Boston-based Mass General Brigham assigned a team of researchers to comb through COVID-19 patient data in the EHR, a process that can take up to eight hours for a single patient, before sending it off to global researchers, according to STAT.
Ann Woolley, MD, an infectious disease physician at Mass General Brigham who leads one of the health system's COVID-19 patient data teams, assembled a team of eight research assistants for the project. Over the past several weeks, the team has manually sorted through patient record charts for data including demographics, risk factors, exposures, medications and chest scans.
Mass General Brigham's biobank partnered with international consortium of genetics researchers COVID-19 Host Genetics Initiative. Health system researchers compile the COVID-19 patient data and upload it to a software program that converts the data to a binary format for the genetic researchers in the consortium. The initiative comprises more than 150 programs similar to Mass General Brigham's.

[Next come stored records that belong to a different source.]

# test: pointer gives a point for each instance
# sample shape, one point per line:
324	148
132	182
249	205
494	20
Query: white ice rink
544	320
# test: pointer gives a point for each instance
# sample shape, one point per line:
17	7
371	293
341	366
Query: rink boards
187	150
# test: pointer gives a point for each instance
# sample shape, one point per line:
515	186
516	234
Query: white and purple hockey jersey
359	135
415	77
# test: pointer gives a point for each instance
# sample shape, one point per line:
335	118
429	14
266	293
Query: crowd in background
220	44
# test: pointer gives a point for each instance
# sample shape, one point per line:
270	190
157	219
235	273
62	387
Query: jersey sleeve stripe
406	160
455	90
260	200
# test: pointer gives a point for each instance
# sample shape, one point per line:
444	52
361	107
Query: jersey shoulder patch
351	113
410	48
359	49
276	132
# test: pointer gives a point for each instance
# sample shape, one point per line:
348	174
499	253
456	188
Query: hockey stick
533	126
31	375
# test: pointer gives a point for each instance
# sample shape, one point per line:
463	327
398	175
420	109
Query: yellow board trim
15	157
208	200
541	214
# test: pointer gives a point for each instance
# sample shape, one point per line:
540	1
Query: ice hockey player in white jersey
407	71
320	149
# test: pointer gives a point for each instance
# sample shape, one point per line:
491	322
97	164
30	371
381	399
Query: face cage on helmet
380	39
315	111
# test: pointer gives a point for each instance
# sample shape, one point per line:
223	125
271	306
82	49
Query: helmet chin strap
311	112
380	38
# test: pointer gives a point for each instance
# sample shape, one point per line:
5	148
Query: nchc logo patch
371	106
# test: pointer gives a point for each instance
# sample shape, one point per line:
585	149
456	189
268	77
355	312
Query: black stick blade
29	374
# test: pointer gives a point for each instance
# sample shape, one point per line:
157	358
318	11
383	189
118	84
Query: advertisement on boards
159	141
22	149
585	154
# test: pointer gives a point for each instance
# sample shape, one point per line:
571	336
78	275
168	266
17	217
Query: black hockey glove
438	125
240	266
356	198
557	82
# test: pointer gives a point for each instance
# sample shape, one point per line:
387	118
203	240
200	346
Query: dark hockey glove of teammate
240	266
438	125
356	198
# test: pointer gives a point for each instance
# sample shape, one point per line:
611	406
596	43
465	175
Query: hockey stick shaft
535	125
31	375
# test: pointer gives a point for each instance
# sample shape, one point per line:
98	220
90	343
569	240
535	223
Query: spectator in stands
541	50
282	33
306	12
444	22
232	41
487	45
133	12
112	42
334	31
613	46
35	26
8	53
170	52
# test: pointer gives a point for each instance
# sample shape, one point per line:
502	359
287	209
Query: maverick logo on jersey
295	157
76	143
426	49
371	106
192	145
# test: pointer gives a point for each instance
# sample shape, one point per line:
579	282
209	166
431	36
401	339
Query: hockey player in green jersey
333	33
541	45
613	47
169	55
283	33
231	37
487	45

The health system has shared genetic data from 108 COVID-19 patients as well as data from more than 31,000 controls who are believed to not be infected but have not yet been tested, according to the report. The control individuals had previously volunteered to have a blood sample collected and their data analyzed by Mass General Brigham's biobank, so their information was already on file.
"As the numbers mount, the way that a DNA biobank is tied into an EHR is extraordinarily powerful for teasing apart all sorts of questions about clinical phenomenology, pathophysiology, and eventually even treatment possibilities," said Robert Green, MD, a medical geneticist and physician at Mass General Brigham who is also helping lead the project.